La cinéaste choisit de s'introduire dans la demeure d'Olfa, l'une des femmes les plus médiatiques et les plus emblématiques d'un contexte propice à la propagation du fondamentalisme islamiste. Mais c'est pour retourner l'apparente simplicité de cette situation, celle exposée par les plateaux télé sur lesquels elle s'est rendue pour tenter de mobiliser l'opinion autour du sort de ses deux aînées, pour en dévoiler les sous-bassements, une mécanique familiale aux ramifications et aux ressorts vertigineux. La liberté, de celles que l'on arrache, n'est-elle pas le plus souvent le travestissement le plus accompli d'un conditionnement efficace? 

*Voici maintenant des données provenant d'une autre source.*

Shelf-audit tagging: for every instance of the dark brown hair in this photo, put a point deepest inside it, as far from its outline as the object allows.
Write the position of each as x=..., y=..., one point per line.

Ce qui est remarquable dans Les Filles d'Olfa est à quel point la forme choisie pour explorer cette fatalité de la violence - violence d'autrui à laquelle chacune tente d'échapper en développant la sienne propre tout en répondant aux sirènes d'une fausse reconnaissance - court-circuite les évidences. Elle mobilise nos propres préjugés pour au final rendre limpide le fond du propos. En laissant la parole à Olfa et ses deux filles, en leur faisant rejouer leur propre histoire tout en s'adjoignant les services d'actrices professionnelles, en les filmant en train de réagir, chacune à sa propre place, aux scènes reconstituées avec leur aide ou sous leurs yeux, en démultipliant les effets de miroir et les degrés de perception - la réalisatrice observe et commente sans jamais se dévoiler, tandis qu'Olfa occupe alternativement toutes les places, narratrice, commentatrice, actrice, voyeuse tantôt spectatrice tantôt complice, dans une stupéfiante métaphore de tous les rôles dont elle a dû s'emparer pour survivre psychiquement - Kaouther Ben Hania opère une véritable thérapie collective, peut-être nationale. Un mouvement cathartique dont les conséquences immédiates se déroulent sous nos yeux. Un dialogue entre générations, entre classes sociales également, au sein duquel chaque échange est un chemin vers la compréhension. Ben Hania, en un montage démiurge, assemble ce matériau polymorphe et y fond les imprévus pour mieux renforcer l'impression de maîtrise, l'impact que dégage le résultat final. Un film magistral, un coup au cœur plus qu’un simple coup de cœur.